Les proches du pouvoir affirment la tournante en 2024 et non en 2021….

Je me permets une précision : que les proches du pouvoir n’aient aucun mal à ériger le mensonge en système de gouvernement, c’est leur affaire. Mais je ne peux pas mentir à mes concitoyens. Il n’y a pas de tournante anjouanaise de 2024. Aucun article de leur « constitution » de 2018 ne peut s’y interprété ainsi. Au contraire, si leur coup de force passe, Anjouan attendrait sa tournante jusqu’en 2029 et Mohéli en 2039. Heureusement que la constitution de l’Union des Comores est claire: le 26 mai 2021 c’est un enfant comorien originaire d’Anjouan qui aura la charge de présider la destinée des Comores. Pour parvenir, nous avons à notre disposition suffisamment de moyens de persuasion politique et diplomatique à la hauteur de l’enjeu. Comme la présidence tournante est d’abord entre comoriens un contrat moral avant d’être une institution.
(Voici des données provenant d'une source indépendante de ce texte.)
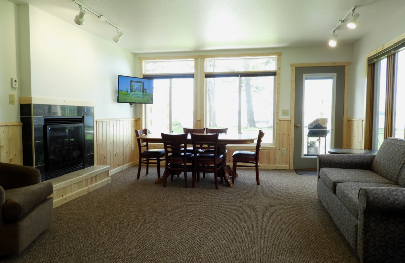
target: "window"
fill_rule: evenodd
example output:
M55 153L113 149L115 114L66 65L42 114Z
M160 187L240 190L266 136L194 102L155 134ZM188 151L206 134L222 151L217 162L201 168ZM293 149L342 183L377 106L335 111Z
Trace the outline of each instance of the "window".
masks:
M405 138L405 39L368 61L365 147L378 150L385 138Z
M143 77L154 80L153 104L145 105L144 115L151 132L193 127L194 64L194 59L143 61Z
M266 134L274 144L277 56L207 58L205 124L228 133Z

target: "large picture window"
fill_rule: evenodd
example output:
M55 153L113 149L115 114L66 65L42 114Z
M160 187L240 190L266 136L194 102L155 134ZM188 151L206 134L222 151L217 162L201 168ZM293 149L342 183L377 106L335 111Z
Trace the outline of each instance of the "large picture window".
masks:
M405 39L369 58L365 147L378 150L384 138L405 138Z
M276 56L207 58L205 60L205 123L228 133L258 132L274 144Z
M145 105L151 133L183 132L194 125L194 59L144 60L143 77L153 79L153 104Z

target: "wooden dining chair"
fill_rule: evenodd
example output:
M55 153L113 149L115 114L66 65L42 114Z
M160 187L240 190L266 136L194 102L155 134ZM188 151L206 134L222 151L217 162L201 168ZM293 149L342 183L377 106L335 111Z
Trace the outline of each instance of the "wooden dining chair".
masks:
M257 136L256 149L255 152L236 151L232 155L233 160L232 182L233 183L235 183L235 178L236 176L236 167L254 167L256 169L256 184L258 185L260 184L260 181L259 179L259 152L260 151L262 139L264 136L264 133L262 130L259 130L259 135ZM238 164L238 163L241 164Z
M218 189L218 172L222 168L222 155L218 154L218 134L191 134L191 141L194 154L193 188L195 187L199 172L211 172L214 173L215 189ZM222 177L222 173L220 173L220 176Z
M157 166L157 177L160 177L160 162L165 160L165 150L162 149L149 149L149 144L141 142L138 136L148 134L146 129L135 130L136 140L138 141L138 149L139 151L139 161L138 164L138 174L136 179L139 179L141 174L141 166L146 164L146 174L149 173L149 164Z
M183 128L183 133L188 133L189 134L191 134L192 133L195 133L197 134L204 134L205 132L206 128L201 128L200 129L192 129L189 128ZM193 148L192 146L191 147L187 147L187 152L188 153L194 153L194 149Z
M167 178L170 175L173 180L173 174L184 173L184 184L188 187L187 171L192 171L192 161L194 154L187 152L187 134L171 134L161 133L163 147L165 148L165 178L163 186L166 186Z

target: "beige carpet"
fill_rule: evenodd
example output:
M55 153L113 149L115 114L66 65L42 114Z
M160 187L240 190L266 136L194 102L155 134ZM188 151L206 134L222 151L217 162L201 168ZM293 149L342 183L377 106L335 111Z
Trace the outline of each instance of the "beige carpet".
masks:
M54 222L2 262L358 262L316 194L316 176L240 169L233 188L212 174L164 188L137 166L54 209ZM188 177L191 185L191 176Z

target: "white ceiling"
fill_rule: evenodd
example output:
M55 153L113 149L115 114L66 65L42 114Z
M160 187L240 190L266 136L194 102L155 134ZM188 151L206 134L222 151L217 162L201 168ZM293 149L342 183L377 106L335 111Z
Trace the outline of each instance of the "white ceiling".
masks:
M73 21L72 0L10 0L29 3L115 43L116 29L88 12ZM122 29L118 44L139 53L327 45L355 6L357 28L337 31L338 45L355 43L404 0L78 0Z

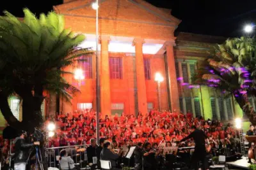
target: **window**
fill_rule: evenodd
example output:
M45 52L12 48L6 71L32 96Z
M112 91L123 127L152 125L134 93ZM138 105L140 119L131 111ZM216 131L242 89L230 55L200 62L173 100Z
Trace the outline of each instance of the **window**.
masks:
M122 79L122 58L109 58L109 74L111 79Z
M225 120L225 110L224 110L224 103L223 99L219 98L219 109L220 109L220 120Z
M192 113L193 109L192 109L191 98L186 97L185 101L186 101L186 110L187 111L187 113L189 111Z
M11 111L13 116L19 120L19 107L20 106L20 100L19 99L11 99Z
M184 112L184 108L183 108L183 99L182 98L180 98L179 99L179 101L180 101L180 111L185 114L185 113Z
M92 108L92 103L77 103L78 110L90 110Z
M186 63L182 63L181 64L182 69L182 75L183 75L183 82L188 83L188 67Z
M148 103L148 111L150 112L150 110L153 109L153 103Z
M200 105L199 99L194 99L194 104L195 104L195 112L196 117L201 116L201 108Z
M189 64L189 71L191 81L194 80L195 76L195 64Z
M112 103L111 104L111 115L117 114L119 116L122 115L124 110L124 103Z
M84 78L92 78L92 57L89 55L83 55L80 57L83 60L78 62L78 66L84 71Z
M145 79L150 80L150 59L144 59L144 71Z
M228 118L229 120L233 119L233 111L232 108L230 98L226 99L227 112L228 113Z
M212 120L218 120L216 99L214 98L211 99L211 106L212 108Z
M43 117L43 118L45 118L45 101L44 100L43 103L41 104L41 112L42 112L42 117Z
M180 73L179 72L179 62L175 62L175 71L176 71L176 76L178 78L180 77Z

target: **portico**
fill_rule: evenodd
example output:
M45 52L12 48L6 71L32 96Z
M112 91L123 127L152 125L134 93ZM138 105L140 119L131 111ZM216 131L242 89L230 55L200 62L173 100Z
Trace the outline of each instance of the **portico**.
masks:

Je crois en la force de la parole politique et à la morale pour faire changer d’avis le colonel Azali. Comme je suis aussi convaincu que ce dernier saura être la solution et non plus le problème.

 En cas de tournante en 2021, seriez-vous candidat ?
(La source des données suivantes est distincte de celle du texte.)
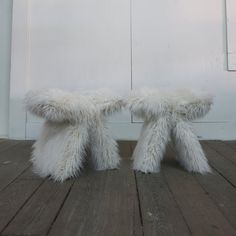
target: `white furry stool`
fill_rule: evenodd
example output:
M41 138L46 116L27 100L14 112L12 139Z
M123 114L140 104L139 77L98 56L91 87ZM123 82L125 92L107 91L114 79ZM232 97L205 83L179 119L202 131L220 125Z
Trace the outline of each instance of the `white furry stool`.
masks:
M158 172L166 145L174 142L177 159L190 172L210 172L192 120L205 116L212 105L209 94L189 90L143 89L131 93L127 106L144 124L134 150L134 169Z
M82 168L89 144L96 169L117 168L120 162L117 143L108 134L106 117L122 106L121 99L104 92L93 95L56 89L28 92L27 110L46 120L33 146L31 161L35 172L56 181L75 176Z

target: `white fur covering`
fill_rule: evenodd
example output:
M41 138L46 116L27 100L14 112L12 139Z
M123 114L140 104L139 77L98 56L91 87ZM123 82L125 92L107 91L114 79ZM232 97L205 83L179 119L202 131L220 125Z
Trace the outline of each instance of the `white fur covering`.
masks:
M107 91L89 95L49 89L28 92L25 103L28 111L45 119L31 159L40 176L62 182L77 175L87 146L96 169L118 168L117 143L106 118L122 109L122 99Z
M144 173L158 172L166 144L172 139L177 160L188 171L210 172L190 121L204 117L212 103L211 95L199 91L142 89L131 92L127 107L144 119L133 154L134 169Z

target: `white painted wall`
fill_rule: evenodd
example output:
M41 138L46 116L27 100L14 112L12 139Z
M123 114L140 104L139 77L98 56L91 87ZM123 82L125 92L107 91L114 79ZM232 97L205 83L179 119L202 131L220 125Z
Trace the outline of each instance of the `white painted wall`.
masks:
M236 139L236 72L227 70L225 12L225 0L15 0L10 137L39 132L40 121L23 111L30 88L123 91L131 84L210 90L215 105L194 123L197 134ZM128 113L115 118L114 136L137 139L141 124L134 121Z
M0 137L8 136L12 0L0 0Z

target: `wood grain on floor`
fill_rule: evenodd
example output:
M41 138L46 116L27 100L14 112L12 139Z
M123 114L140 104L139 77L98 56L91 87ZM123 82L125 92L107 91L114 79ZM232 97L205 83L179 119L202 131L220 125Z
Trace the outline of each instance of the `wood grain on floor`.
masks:
M168 147L161 171L132 170L136 142L120 141L118 170L63 184L31 171L31 141L0 142L0 235L236 235L236 141L204 141L212 174L186 172Z

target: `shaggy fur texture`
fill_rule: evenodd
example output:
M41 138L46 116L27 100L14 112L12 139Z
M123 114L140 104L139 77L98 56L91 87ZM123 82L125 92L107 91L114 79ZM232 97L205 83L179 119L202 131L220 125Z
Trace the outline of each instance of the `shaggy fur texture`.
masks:
M210 172L190 121L204 117L212 102L209 94L197 91L143 89L132 92L127 107L144 120L133 154L134 169L158 172L166 144L172 139L177 159L188 171Z
M27 93L26 109L46 121L34 144L31 161L36 173L56 181L75 176L83 167L85 149L98 170L117 168L117 143L109 135L106 118L122 109L111 92L93 94L41 90Z

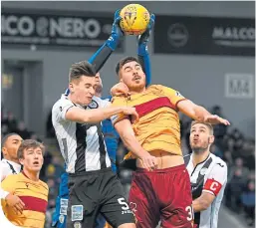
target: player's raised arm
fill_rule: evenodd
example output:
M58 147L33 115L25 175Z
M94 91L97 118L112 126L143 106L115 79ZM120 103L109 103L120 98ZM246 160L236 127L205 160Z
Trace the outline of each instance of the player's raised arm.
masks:
M145 86L149 86L151 84L151 69L150 69L150 58L147 50L147 43L149 40L149 36L151 30L154 26L154 14L151 14L149 23L145 32L143 32L137 39L137 59L141 64L143 72L145 74Z
M222 123L225 125L229 125L229 121L224 119L216 114L211 114L207 110L203 107L195 105L190 100L185 99L179 92L167 88L162 87L162 90L165 95L169 98L171 104L175 107L176 110L180 111L187 116L202 122L208 122L211 124Z
M218 116L217 114L211 114L208 111L206 111L203 107L197 106L189 100L182 101L177 104L177 108L180 112L184 114L188 115L189 117L199 120L202 122L208 122L211 124L218 124L222 123L225 125L230 125L230 122Z
M112 53L117 49L121 40L124 37L124 33L120 28L120 10L117 10L114 16L114 23L112 27L112 34L110 38L103 44L103 46L89 59L96 72L99 72L106 61L110 58Z

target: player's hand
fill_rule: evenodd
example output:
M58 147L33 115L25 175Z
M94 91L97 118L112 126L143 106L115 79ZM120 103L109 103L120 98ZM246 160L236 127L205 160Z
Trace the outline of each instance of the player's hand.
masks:
M10 193L5 197L5 201L7 205L11 207L16 214L22 214L25 204L17 195L13 195Z
M129 91L128 88L126 84L124 83L119 83L116 84L112 89L111 89L111 95L112 97L128 97L129 96Z
M131 122L134 123L138 120L138 114L136 113L135 108L132 107L125 107L123 109L123 113L125 114L128 114L131 116Z
M138 159L141 160L142 165L148 171L154 170L157 168L157 159L155 156L146 153L144 156L139 157Z
M217 114L206 115L204 117L204 122L207 122L207 123L210 123L210 124L222 123L224 125L230 125L230 122L227 119L222 118L222 117L218 116Z
M118 47L121 39L125 36L124 32L120 27L120 21L122 17L120 16L120 10L117 10L114 16L114 23L112 25L112 35L107 41L107 45L115 51Z
M154 26L154 14L151 14L146 30L137 37L137 54L139 56L144 56L147 52L147 42Z

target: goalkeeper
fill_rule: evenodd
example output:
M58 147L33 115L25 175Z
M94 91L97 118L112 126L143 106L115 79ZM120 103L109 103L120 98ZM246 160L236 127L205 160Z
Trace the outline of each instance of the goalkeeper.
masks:
M111 54L117 49L119 43L124 37L124 33L119 27L119 13L118 10L115 14L115 22L113 24L112 35L108 41L92 56L89 60L92 63L96 71L99 72L107 60L110 58ZM150 23L147 30L138 38L137 55L138 59L143 67L144 73L146 75L146 85L150 84L151 74L150 74L150 63L147 52L147 41L149 38L149 33L154 23L154 15L151 15ZM120 88L121 92L124 93L123 88ZM67 90L66 93L69 93ZM103 121L103 131L105 134L105 141L110 158L113 161L113 170L116 171L116 151L118 148L119 135L116 132L112 124L106 119ZM66 227L66 217L67 217L67 207L69 199L69 189L68 189L68 173L63 173L61 176L61 183L59 188L59 196L56 200L56 211L53 215L54 227L65 228ZM105 219L100 215L96 221L96 228L102 228L105 225Z

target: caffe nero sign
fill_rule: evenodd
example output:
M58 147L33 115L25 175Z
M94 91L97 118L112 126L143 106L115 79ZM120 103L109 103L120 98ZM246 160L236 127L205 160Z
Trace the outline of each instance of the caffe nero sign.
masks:
M113 15L9 12L2 9L2 44L100 47L112 31Z
M255 55L255 21L245 18L157 16L154 53Z

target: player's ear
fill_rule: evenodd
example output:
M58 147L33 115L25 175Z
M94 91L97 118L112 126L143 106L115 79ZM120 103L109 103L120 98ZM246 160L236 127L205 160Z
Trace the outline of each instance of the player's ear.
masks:
M214 142L214 135L210 135L209 136L209 143L213 143Z
M74 84L72 82L69 84L69 89L71 93L74 93Z

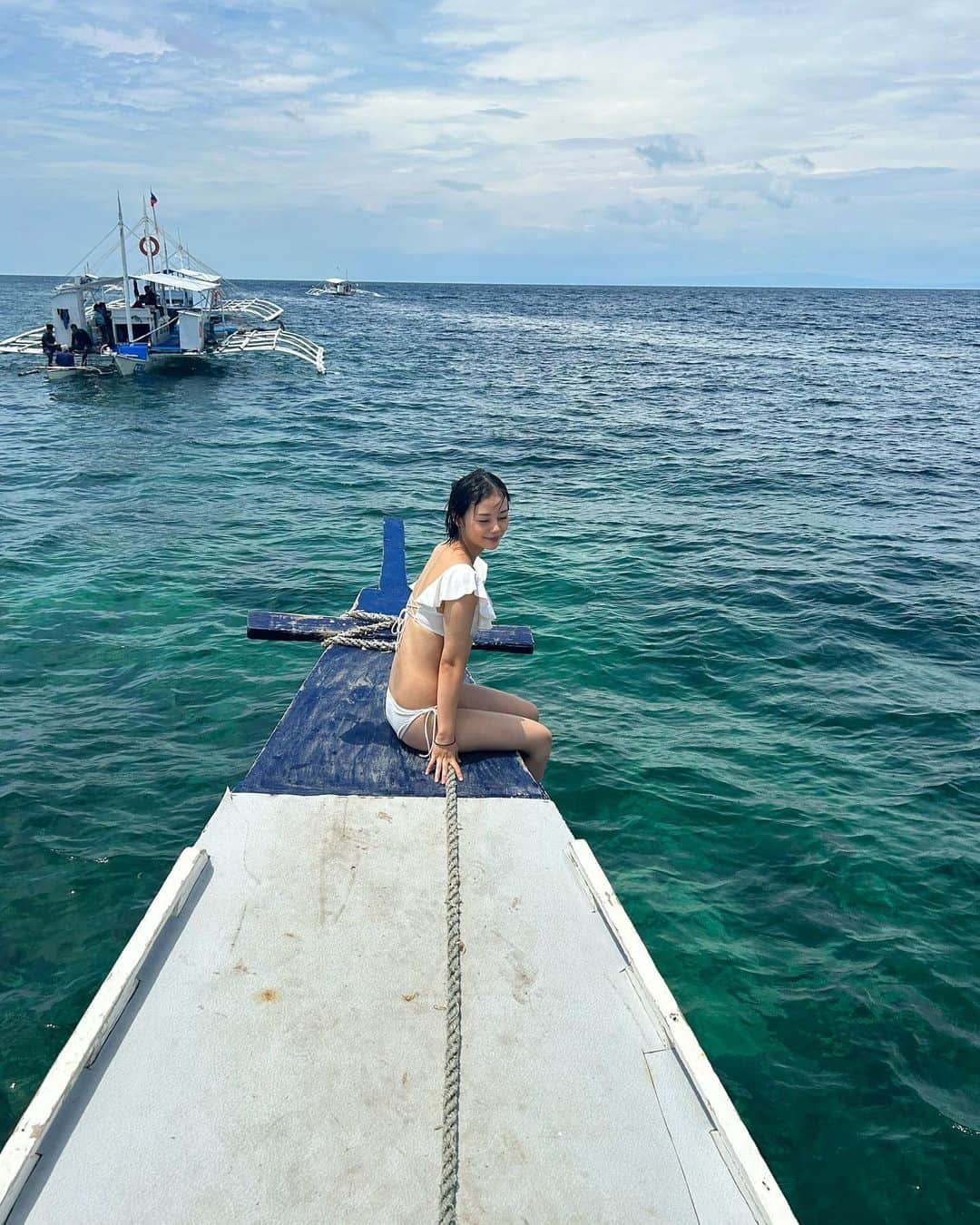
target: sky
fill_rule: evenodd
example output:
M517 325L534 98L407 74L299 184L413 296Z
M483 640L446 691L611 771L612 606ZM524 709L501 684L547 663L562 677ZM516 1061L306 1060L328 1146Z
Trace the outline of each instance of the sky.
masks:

 Ce n’est pas le moment de me prononcer là-dessus. Je pense que ce qui est important en ce moment, c’est qu’on parvient à faire admettre le principe de cette tournante. Une fois réglé, tous ceux qui souhaiteraient être candidats pourront l’annoncer.

Vous avez été absent de la scène politique durant deux ans au moins, qu’est-ce qui s’était passé exactement ?
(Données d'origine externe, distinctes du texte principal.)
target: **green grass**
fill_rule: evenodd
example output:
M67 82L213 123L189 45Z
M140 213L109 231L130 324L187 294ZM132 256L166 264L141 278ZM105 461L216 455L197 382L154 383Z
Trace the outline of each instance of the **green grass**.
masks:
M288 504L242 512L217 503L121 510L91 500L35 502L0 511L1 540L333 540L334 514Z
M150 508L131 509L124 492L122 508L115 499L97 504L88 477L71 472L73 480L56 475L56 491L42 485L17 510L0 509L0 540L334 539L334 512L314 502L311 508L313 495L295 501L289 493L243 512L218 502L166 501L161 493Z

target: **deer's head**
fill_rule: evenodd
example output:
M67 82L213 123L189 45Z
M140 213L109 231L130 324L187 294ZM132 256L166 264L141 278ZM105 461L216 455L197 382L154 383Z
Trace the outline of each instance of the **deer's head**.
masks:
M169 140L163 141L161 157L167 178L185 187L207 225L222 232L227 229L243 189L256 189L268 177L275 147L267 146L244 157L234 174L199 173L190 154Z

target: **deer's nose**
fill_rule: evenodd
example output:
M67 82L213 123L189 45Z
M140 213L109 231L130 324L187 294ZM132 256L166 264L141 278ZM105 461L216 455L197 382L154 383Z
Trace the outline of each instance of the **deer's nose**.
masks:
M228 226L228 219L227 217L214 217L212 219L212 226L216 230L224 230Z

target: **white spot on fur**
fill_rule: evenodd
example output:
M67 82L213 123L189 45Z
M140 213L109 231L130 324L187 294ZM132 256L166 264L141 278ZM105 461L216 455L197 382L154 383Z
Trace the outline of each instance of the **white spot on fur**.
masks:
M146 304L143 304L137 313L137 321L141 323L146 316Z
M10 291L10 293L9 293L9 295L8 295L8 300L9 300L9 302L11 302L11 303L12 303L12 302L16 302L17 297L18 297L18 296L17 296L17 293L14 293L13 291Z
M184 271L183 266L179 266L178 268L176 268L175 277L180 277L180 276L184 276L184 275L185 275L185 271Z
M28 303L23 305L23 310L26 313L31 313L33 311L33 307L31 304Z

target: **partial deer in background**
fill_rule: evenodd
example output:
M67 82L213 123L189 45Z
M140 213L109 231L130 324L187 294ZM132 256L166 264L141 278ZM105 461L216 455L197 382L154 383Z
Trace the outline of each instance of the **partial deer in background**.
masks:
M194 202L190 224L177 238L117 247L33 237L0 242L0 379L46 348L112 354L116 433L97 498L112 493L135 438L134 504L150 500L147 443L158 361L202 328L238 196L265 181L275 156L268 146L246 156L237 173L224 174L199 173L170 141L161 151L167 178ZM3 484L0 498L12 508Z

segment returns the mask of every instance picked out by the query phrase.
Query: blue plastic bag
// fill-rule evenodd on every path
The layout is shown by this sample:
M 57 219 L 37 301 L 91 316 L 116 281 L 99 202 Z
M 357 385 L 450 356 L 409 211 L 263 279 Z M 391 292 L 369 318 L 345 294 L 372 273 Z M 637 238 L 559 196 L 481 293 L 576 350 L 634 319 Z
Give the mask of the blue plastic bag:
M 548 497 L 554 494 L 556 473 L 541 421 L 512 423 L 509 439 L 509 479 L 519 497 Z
  J’appelle ça la traversée du désert. C’est un des moments douloureux dans la vie d’un homme politique. En effet, pour des raisons X, un politicien digne peut se trouver dans l’obligation de s’imposer un temps indéterminé de recul, de remise en cause et d’autocritiques lorsqu’il constate que ce à quoi il croit, ses convictions, valeurs et principes n’ont pas de place selon la conjoncture. « Je ne me sens pas capable de tourner ma veste », cette phrase que j’avais en mon âme et conscience que j’avais prononcée en mai 2017 dans une interview accordée à la journaliste Mme Faiza Soulé Youssouf, a été annonciateur et en disait long. L’important est de souligner que pendant ce temps, j’étais à la croisée des chemins et en proie à des multiples interrogations. Finalement je suis arrivé à une double conclusion : les Comores ont besoin de nous tous et que entre la politique et moi, c’est un mariage à vie. J’ai alors décidé que désormais, le peuple comorien ne va plus jamais, au grand jamais, se sentir abandonné surtout lorsqu’il est dans ses droits.

Que pensez-vous du discours du gouverneur Anissi ?

 Le 22 juin dernier, Anissi a pointé du doigt sur la gestion chaotique de l’État en général et celle sur les îles en particulier ; en dénonçant le fait que la seule préoccupation de nos gouvernants reste de loin « le partage du gâteau » et le floue volontairement entretenue au sujet de l’autonomie et des prérogatives des îles. Pour lui Anjouan va mal et il craint le pire, surtout lorsqu’il fait le parallèle avec le contexte de 1997, lui qui a été victime de tous les atrocités des séparatistes pour la seule raison qu’il était le directeur de cabinet du gouverneur de l’époque. C’est dommage qu’il découvre l’hypocrisie et le cynisme de ses nouveaux amis maintenant. Une chose est certaine: les Anjouanais comme tous les Comoriens le considèrent complice de ce régime. Quoi qu’il en dise il se comporte en opportuniste, égoïste assoiffé de pouvoir.